Die Wasserralle ist deutlich kleiner als das, auf den ersten Blick ähnliche Teichhuhn. Auffällig sind der lange, leicht nach unten gebogene rote Schnabel, die gestreiften Flanken und das rote Auge. Kehle, Brust, Hals und Kopfseiten sind schiefergrau. Die Oberseite ist dunkelbraun mit schwarzen Längsflecken und die Unterschwanzdecken sind weißlich. Der Schnabel ist beim Männchen im Brutkleid knallrot, im Ruhekleid und bei den Weibchen deutlich blasser. Bei den Jungvögeln ist die Unterseite graubräunlich, die Kehle ist fast weiß und die Flankenbänderung ist nur leicht angedeutet. Das Rückengefieder ähnelt dem der Altvögel. Am ehesten äußert sich die Anwesenheit von Wasserrallen im so genannten „Schweinchenruf“.  Er ist der Revierabgrenzungsruf der Art und klingt tatsächlich entfernt wie das Quicken eines Schweins. Männchen und Weibchen bringen den Ruf oft im Duett vor. Kenner können daran die Anwesenheit von Paaren erkennen.

Lebensräume

Die Wasserralle brütet in den Verlandungszonen stehender Gewässer und besiedelt hier in erster Linie dichte und zumindest flach überflutete Röhrichte. Tiefer unter Wasser stehende Gebiete werden nur dann besiedelt, wenn entweder eine dichte Knickschicht aus niedergebrochenem Pflanzenmaterial, oder auf der Wasserfläche, eine tragende Schicht aus Algenmatten und untergetauchten Wasserpflanzen vorhanden ist. Der bevorzugte Lebensraum der Wasserralle sind dichte, ältere Schilfbestände mit oder ohne Seggenunterwuchs. Sie kann daher im Schilfgürtel des Neusiedler Sees vom landseitigen Seerand bis zur seeseitigen Schilfkante alle Bereiche besiedeln, allerdings werden frische und ein- bis zweijährige Schnittflächen gemieden.
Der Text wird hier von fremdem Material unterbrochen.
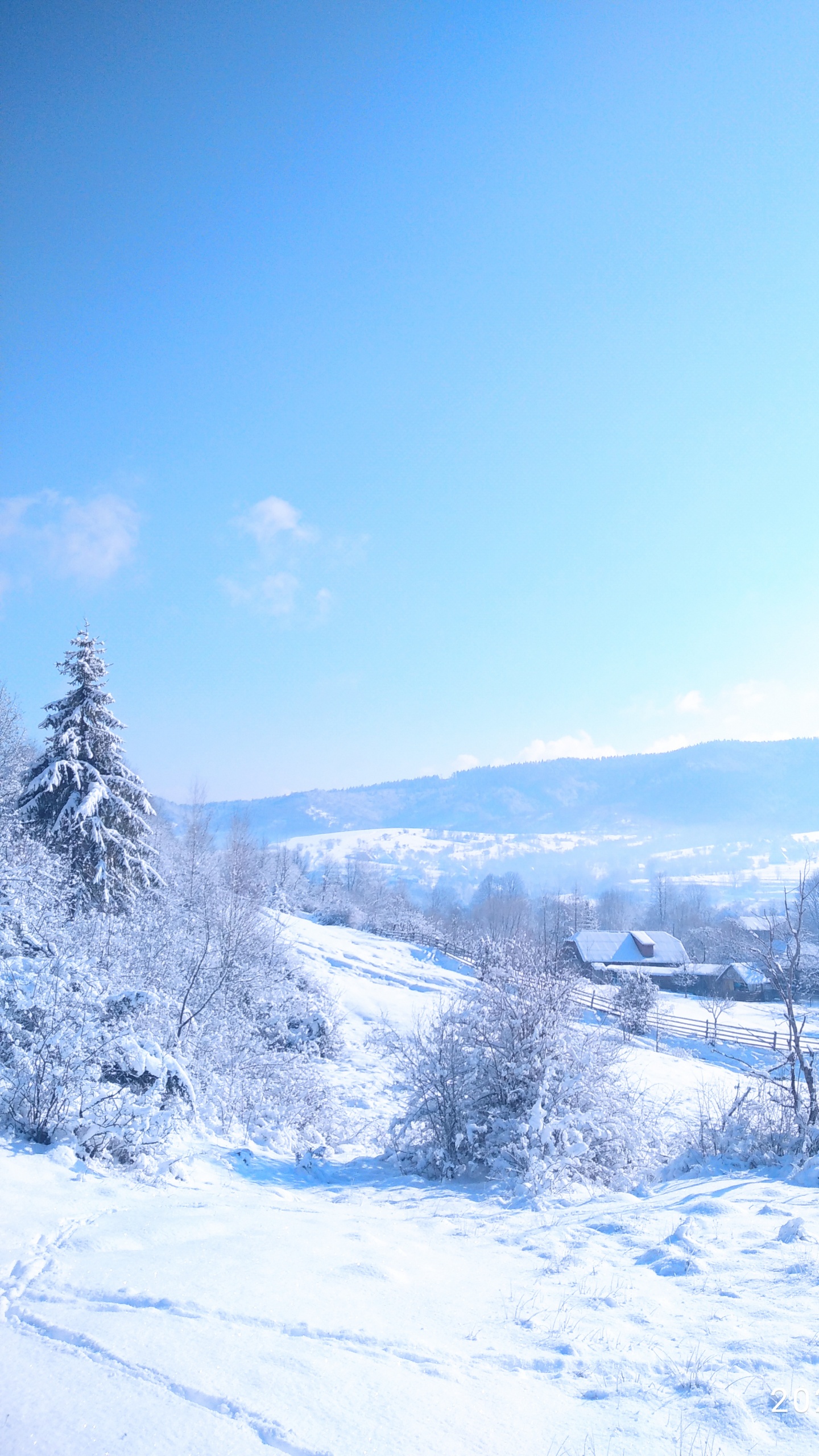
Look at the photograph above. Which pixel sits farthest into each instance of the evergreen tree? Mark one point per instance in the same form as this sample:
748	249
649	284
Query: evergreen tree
81	797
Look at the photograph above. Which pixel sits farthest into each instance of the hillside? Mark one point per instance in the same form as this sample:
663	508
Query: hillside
244	1302
737	816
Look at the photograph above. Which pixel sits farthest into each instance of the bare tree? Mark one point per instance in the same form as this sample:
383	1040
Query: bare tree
717	1002
783	961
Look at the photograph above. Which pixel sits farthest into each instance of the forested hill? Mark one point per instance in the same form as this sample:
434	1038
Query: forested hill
747	787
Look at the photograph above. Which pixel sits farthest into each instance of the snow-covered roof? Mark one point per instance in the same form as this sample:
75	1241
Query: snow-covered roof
751	974
615	948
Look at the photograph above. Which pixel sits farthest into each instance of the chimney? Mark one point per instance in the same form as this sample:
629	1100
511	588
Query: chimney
644	942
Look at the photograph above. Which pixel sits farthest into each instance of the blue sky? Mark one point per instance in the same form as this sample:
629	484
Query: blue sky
404	386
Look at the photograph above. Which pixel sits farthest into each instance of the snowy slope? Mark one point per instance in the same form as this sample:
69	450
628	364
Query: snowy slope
734	868
247	1302
739	817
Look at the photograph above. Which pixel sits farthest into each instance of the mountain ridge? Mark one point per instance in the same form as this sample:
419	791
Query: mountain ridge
766	785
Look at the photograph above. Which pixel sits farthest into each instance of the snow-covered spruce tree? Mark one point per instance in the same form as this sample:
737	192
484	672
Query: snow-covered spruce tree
81	797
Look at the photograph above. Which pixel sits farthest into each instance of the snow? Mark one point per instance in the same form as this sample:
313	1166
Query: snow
464	857
245	1301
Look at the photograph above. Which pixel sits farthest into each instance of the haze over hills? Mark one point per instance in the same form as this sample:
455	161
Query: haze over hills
738	816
Bei hohen Wasserständen werden aber auch reine Großseggenbestände, Weiden-Erlen-Gebüsche und Pfeifengraswiesen besiedelt, die sich kleinflächig an den landseitigen Rändern des Schilfgürtels befinden. Die Größe der Brutbiotope scheint keine wesentliche Rolle zu spielen, es werden auch kleinste geeignete Schilfflächen von wenigen 100 m² Ausdehnung angenommen.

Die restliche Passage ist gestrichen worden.